Там бродят сквозняки,

Там паутинки-сны

Сплетают пауки.  

 

В развилках бытия,

Ликуя и греша,

Там пляшет и моя

На ниточке душа.

А ниточка давно

Трепещет и скрипит.

Пока мне жить дано,

Но Атропос не спит.

 

Меня найдёт она,

Срезающая Нить,

И будет ей смешна

Мольба повременить.

Привычные персты

Обрежут нить мою.

Меня забудешь ты

В своём земном раю.

 

В земном своём аду

Задуешь ты свечу.

За звёздную гряду

Я искрой отлечу...

Над гладью тёмных вод,

Из влаги и огня

Твой новый день взойдёт,

Но только без меня.

 

И нить, осиротев,

Отыщет, где упасть,

А трое вечных дев

Всё так же будут прясть,

Над пряжей колдовать,

Крутить веретено,

Вслепую нити рвать,

Как встарь заведено.

 

Вперёд, душа, вперёд –

Гори и пой, пока

Тебя не изберёт

Незримая рука –

Ты всё ещё вольна

Взбесить или пленить,

Пока цела она,

Натянутая нить,

Пока ещё тобой

Не пройден путь земной.

До бездны голубой.

До кромки ледяной.

 

Сестричка-белоснежка

 

Сестричка-белоснежка,

Пока мы здесь одни,

Постой, побудь, помешкай,

Присядь, повремени.

Не вспархивай со стула,

В окно не улети.

Ты что-то мне вернула,

Забытое почти.

Ты вроде неотложки

Откуда-то извне,

Ты дождик на ладошке

И зайчик на стене.

Ты ветер и свобода,

Родная и ничья,

Как свет из небосвода

И влага из ручья.

И сравнивать не буду.

От пяток до бровей

Ты вся подобна чуду,

Но больше и живей.

Сестричка-белоснежка,

Ты ангелу сродни.

Постой, побудь, помешкай.

Присядь, повремени.

Ты что-то мне вернула,

Забытое давно.

Не вспархивай со стула.

Окно отворено.

 

* * *

 

Томительные дни. Спасительные ночи.

Прохладное окно и белая кровать,

Когда душа слышней и дальний путь короче,

И никого вокруг, и можно тосковать.

И так июнь в окно сияет синевою

И в сердце соловей поёт, сладкоголос,

Что я теперь готов ручаться головою,

Что счастье меж твоих запуталось волос.

И хочется тебя объятьями замучить,

И снова сотворить из своего ребра,

И втайне трепетать, боясь тебе наскучить,

И нянчить на руках, баюкать до утра.

И сонную, тебя закутать в одеяло

И знать, что в мире нет ни завтра, ни вчера,

И только эта ночь, так много и так мало –

Баюкать до утра, баюкать до утра...

 

* * *

 

Кто мне в радость, тех и привечаю,

Что люблю, о том и говорю.

Божий свет на лицах отмечаю,

Божью красоту боготворю.

Господи, мне больше и не надо,

Лишь бы слушать век, оторопев,

В полутьме божественного сада

Птиц твоих пленительный напев.

И чтоб рыбаки тянули сети

Из глубин морских невдалеке,

Да играли девушки и дети

На прибрежном ласковом песке...

 

Заклинание

 

В заповедном углу, на краю облаков и души,

Где проносятся дни, словно дикие вольные птицы,

Ты меня приюти, и последней надежды лиши,

И прочти меня вновь, и закрой на последней странице.

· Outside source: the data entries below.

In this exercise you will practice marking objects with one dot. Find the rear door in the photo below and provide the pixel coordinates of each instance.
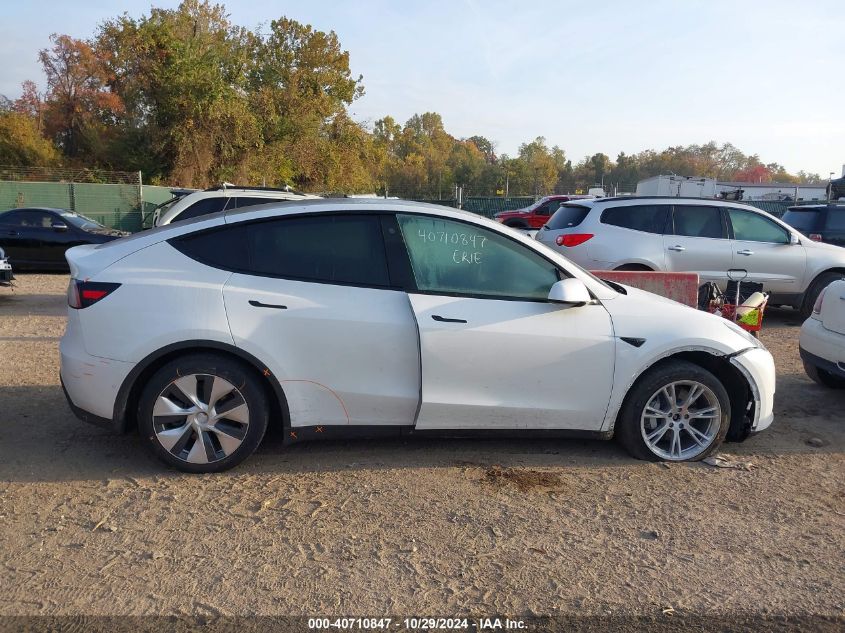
(763, 248)
(697, 241)
(313, 295)
(495, 353)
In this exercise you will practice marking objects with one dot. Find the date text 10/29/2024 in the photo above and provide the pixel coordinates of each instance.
(417, 624)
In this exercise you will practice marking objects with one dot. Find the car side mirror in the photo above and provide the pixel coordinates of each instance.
(570, 291)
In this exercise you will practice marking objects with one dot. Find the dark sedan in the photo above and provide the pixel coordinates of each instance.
(37, 238)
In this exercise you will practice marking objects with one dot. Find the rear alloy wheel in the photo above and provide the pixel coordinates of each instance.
(203, 413)
(676, 412)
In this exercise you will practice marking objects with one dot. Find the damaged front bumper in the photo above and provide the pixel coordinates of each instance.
(758, 367)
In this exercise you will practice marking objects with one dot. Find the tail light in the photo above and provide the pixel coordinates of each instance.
(573, 239)
(81, 294)
(817, 307)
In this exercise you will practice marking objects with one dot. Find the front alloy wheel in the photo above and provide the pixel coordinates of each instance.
(676, 411)
(681, 420)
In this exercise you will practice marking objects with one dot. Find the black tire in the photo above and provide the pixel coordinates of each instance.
(819, 283)
(247, 390)
(628, 425)
(823, 377)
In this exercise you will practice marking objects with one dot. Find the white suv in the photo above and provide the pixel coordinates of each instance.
(334, 317)
(223, 198)
(706, 236)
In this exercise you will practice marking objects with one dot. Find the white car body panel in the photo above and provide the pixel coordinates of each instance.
(668, 328)
(343, 355)
(476, 374)
(823, 335)
(165, 295)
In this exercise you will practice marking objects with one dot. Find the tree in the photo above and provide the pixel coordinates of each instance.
(21, 142)
(80, 105)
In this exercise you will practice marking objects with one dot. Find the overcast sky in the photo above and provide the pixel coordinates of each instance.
(590, 76)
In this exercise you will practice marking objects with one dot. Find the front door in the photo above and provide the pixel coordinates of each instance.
(494, 352)
(764, 249)
(697, 241)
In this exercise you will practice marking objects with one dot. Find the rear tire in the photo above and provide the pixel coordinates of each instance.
(819, 283)
(203, 413)
(823, 377)
(676, 411)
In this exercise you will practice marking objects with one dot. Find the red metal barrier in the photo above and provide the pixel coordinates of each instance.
(681, 287)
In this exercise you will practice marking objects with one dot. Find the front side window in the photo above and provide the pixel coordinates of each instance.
(753, 227)
(326, 248)
(698, 221)
(649, 218)
(452, 257)
(836, 220)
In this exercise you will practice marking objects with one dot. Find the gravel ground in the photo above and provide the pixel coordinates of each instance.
(91, 525)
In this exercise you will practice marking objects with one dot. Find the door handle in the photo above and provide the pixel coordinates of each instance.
(258, 304)
(437, 317)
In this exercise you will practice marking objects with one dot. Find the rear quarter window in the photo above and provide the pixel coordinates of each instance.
(649, 218)
(567, 216)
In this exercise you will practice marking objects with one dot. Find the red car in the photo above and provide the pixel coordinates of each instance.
(536, 215)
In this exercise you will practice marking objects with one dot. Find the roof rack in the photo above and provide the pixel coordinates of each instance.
(228, 185)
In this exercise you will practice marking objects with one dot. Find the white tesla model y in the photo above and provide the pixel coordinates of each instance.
(355, 316)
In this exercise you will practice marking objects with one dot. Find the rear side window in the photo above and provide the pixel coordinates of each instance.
(567, 216)
(202, 207)
(836, 220)
(649, 218)
(805, 221)
(326, 248)
(753, 227)
(698, 221)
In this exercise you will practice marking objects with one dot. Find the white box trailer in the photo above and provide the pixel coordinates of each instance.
(677, 186)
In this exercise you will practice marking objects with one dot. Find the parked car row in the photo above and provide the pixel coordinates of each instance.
(37, 237)
(710, 237)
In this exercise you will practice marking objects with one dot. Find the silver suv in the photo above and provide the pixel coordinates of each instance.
(699, 235)
(225, 197)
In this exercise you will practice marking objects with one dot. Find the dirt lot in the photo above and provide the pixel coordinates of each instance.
(90, 524)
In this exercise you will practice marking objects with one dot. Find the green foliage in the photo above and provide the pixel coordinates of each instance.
(22, 144)
(189, 98)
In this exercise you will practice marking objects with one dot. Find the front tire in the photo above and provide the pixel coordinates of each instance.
(677, 411)
(203, 413)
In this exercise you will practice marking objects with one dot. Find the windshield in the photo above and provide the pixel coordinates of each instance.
(81, 222)
(805, 220)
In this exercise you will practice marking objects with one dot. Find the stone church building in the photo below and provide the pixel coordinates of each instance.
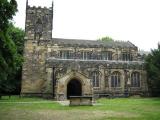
(59, 68)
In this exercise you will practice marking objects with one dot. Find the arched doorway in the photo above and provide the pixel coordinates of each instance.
(74, 88)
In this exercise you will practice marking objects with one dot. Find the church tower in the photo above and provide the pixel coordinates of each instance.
(38, 28)
(38, 24)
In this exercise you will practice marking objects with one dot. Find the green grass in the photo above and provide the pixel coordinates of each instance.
(17, 108)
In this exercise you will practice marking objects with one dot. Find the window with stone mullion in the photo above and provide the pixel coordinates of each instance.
(95, 79)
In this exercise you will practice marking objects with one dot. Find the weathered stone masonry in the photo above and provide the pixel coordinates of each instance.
(56, 67)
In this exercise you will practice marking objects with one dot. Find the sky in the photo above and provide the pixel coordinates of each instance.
(137, 21)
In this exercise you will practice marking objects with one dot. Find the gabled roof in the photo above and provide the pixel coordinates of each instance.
(93, 43)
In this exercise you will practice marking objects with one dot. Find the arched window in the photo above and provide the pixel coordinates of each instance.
(95, 78)
(135, 79)
(126, 56)
(115, 79)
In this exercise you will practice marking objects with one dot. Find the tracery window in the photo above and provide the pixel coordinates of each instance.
(95, 78)
(135, 79)
(115, 79)
(126, 56)
(106, 55)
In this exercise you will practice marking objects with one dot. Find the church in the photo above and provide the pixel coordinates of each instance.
(58, 68)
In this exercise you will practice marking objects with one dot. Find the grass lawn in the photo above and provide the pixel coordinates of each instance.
(106, 109)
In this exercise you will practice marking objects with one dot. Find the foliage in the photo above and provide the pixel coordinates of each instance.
(8, 8)
(11, 48)
(152, 63)
(106, 39)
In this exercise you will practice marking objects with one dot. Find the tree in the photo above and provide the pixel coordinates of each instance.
(152, 64)
(13, 82)
(106, 39)
(8, 51)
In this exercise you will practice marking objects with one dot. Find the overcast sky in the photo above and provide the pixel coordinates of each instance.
(135, 20)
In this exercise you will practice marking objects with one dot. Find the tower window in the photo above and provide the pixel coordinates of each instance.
(115, 79)
(95, 77)
(135, 79)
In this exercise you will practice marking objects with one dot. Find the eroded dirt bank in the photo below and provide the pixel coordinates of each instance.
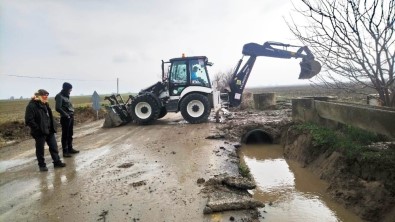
(361, 187)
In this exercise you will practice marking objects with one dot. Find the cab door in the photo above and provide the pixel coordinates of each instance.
(178, 77)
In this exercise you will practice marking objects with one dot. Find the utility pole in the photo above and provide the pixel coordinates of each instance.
(117, 85)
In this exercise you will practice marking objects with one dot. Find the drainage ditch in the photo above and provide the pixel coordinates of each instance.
(290, 192)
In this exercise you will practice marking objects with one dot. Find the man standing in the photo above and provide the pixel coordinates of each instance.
(66, 110)
(39, 118)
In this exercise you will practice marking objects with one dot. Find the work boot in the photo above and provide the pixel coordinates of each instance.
(43, 169)
(73, 151)
(59, 164)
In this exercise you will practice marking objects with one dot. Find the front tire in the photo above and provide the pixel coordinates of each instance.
(144, 109)
(195, 108)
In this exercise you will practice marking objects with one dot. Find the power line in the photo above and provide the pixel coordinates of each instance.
(40, 77)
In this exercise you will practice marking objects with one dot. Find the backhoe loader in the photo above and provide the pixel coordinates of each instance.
(186, 86)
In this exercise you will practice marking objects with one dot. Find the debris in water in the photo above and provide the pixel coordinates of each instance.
(125, 165)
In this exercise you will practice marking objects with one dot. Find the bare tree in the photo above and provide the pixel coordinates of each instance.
(223, 79)
(354, 40)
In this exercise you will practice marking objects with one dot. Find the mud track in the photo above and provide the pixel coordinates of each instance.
(129, 173)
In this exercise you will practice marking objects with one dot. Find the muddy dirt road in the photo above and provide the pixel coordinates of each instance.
(129, 173)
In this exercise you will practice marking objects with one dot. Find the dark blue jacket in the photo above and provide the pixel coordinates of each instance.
(39, 118)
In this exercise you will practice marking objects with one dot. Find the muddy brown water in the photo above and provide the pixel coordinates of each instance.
(290, 192)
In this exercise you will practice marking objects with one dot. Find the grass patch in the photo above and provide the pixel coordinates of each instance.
(366, 162)
(244, 170)
(350, 141)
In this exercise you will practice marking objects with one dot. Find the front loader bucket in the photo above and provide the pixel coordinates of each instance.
(112, 119)
(309, 68)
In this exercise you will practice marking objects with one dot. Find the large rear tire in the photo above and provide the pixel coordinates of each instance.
(163, 112)
(195, 108)
(144, 109)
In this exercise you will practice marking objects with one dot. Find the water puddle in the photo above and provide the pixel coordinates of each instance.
(9, 164)
(290, 192)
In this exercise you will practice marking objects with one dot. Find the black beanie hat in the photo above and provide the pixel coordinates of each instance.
(67, 86)
(41, 92)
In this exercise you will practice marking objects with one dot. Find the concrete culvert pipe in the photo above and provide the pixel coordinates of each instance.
(257, 136)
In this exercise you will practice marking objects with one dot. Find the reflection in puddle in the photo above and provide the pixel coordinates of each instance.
(8, 164)
(294, 193)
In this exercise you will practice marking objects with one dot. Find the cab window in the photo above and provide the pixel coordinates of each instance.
(178, 73)
(198, 74)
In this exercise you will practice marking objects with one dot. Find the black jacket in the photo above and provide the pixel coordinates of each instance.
(63, 104)
(39, 118)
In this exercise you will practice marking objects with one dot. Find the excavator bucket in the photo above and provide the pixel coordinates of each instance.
(309, 68)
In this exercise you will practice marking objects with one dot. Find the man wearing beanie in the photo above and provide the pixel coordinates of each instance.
(39, 118)
(66, 110)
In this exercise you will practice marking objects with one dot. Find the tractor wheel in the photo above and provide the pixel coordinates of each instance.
(163, 112)
(195, 108)
(144, 109)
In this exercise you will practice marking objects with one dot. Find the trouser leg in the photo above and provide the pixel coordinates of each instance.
(40, 142)
(53, 148)
(70, 133)
(65, 122)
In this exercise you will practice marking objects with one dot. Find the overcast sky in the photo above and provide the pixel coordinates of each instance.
(91, 43)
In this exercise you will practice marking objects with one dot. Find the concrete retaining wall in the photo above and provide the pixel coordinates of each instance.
(374, 119)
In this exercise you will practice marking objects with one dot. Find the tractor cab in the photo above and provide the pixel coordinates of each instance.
(187, 71)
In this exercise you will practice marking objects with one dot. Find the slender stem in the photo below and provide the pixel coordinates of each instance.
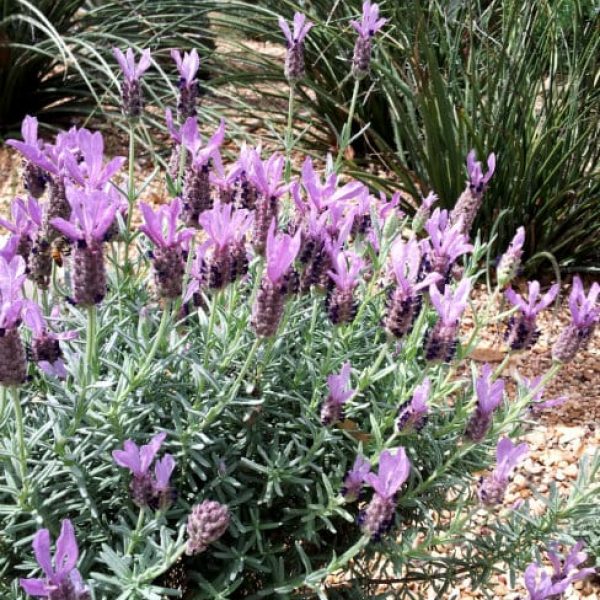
(130, 190)
(20, 434)
(289, 134)
(347, 129)
(91, 341)
(134, 535)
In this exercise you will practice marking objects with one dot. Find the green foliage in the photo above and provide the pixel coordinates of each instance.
(56, 60)
(505, 76)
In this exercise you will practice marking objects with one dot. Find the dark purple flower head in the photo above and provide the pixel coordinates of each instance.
(355, 478)
(406, 260)
(131, 70)
(585, 310)
(93, 212)
(187, 65)
(282, 250)
(447, 242)
(511, 259)
(393, 472)
(534, 305)
(568, 568)
(26, 217)
(413, 413)
(163, 469)
(267, 175)
(62, 580)
(224, 225)
(347, 266)
(477, 180)
(161, 225)
(489, 395)
(301, 29)
(370, 22)
(451, 305)
(136, 459)
(540, 586)
(201, 153)
(88, 169)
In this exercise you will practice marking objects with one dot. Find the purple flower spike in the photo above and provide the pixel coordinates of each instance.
(167, 257)
(405, 300)
(492, 489)
(355, 479)
(445, 244)
(138, 461)
(366, 28)
(511, 260)
(341, 304)
(522, 332)
(377, 518)
(540, 586)
(489, 397)
(585, 314)
(468, 204)
(441, 341)
(188, 84)
(413, 414)
(131, 91)
(568, 569)
(281, 251)
(62, 580)
(294, 61)
(332, 410)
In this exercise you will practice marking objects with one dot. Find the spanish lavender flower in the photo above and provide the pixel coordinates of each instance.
(341, 304)
(378, 517)
(585, 314)
(294, 60)
(167, 256)
(332, 409)
(206, 524)
(138, 461)
(355, 479)
(424, 211)
(267, 177)
(226, 229)
(93, 213)
(568, 568)
(366, 28)
(45, 344)
(542, 588)
(62, 580)
(445, 244)
(281, 252)
(492, 489)
(188, 84)
(413, 413)
(34, 177)
(405, 299)
(522, 332)
(26, 222)
(441, 341)
(489, 397)
(469, 202)
(537, 404)
(13, 365)
(511, 260)
(87, 168)
(163, 490)
(196, 185)
(132, 101)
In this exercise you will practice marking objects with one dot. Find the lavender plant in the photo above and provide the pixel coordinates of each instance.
(303, 431)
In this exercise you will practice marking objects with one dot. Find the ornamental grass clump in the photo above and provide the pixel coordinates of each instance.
(240, 398)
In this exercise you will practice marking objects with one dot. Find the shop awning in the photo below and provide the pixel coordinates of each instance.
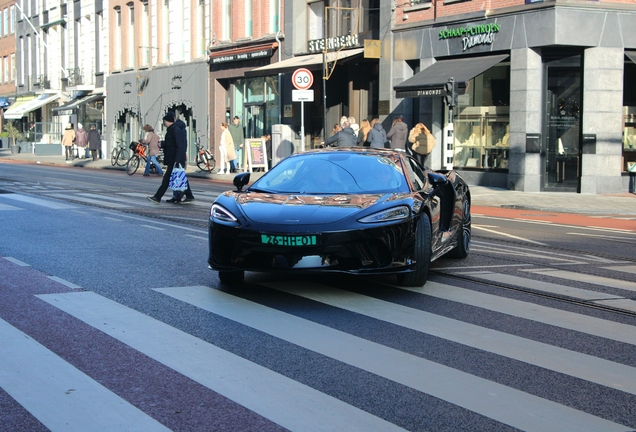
(19, 111)
(311, 62)
(75, 103)
(430, 81)
(243, 53)
(15, 106)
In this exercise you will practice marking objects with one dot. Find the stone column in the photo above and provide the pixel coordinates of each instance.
(602, 116)
(526, 86)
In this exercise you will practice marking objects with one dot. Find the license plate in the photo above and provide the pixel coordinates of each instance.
(288, 240)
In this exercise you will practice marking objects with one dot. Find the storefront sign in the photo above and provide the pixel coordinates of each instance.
(330, 44)
(481, 34)
(421, 93)
(226, 58)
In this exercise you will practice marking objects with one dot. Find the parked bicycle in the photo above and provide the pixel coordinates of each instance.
(120, 154)
(205, 159)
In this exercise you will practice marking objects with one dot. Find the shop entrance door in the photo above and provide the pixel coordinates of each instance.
(254, 120)
(563, 111)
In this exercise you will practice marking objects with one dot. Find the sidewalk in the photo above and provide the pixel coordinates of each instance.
(619, 204)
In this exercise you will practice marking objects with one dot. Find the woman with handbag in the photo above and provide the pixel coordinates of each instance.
(421, 142)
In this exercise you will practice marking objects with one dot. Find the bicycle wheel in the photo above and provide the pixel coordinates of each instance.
(124, 155)
(114, 155)
(201, 163)
(132, 165)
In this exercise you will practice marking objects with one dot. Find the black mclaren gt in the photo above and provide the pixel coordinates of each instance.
(356, 210)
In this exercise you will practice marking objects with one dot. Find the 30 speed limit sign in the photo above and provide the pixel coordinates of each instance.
(302, 79)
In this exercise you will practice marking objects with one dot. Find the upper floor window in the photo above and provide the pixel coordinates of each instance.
(12, 19)
(274, 12)
(227, 20)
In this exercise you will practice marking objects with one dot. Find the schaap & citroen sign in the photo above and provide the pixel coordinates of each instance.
(480, 34)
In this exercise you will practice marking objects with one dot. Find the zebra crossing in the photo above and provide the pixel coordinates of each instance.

И захлопнувши книгу бесхитростных странствий моих,

Не сошли меня вдаль, за пределы руки или зова –

Буду я молчалив, и застенчив, и смирен, и тих,

И когда-то, быть может, ты станешь читать меня снова.

И тогда ты увидишь, как я размыкаю кольцо

Этих лет и событий – мы больше от них не зависим,

И покрытое пылью, моё молодеет лицо,

Улыбаясь и плача за старыми строчками писем.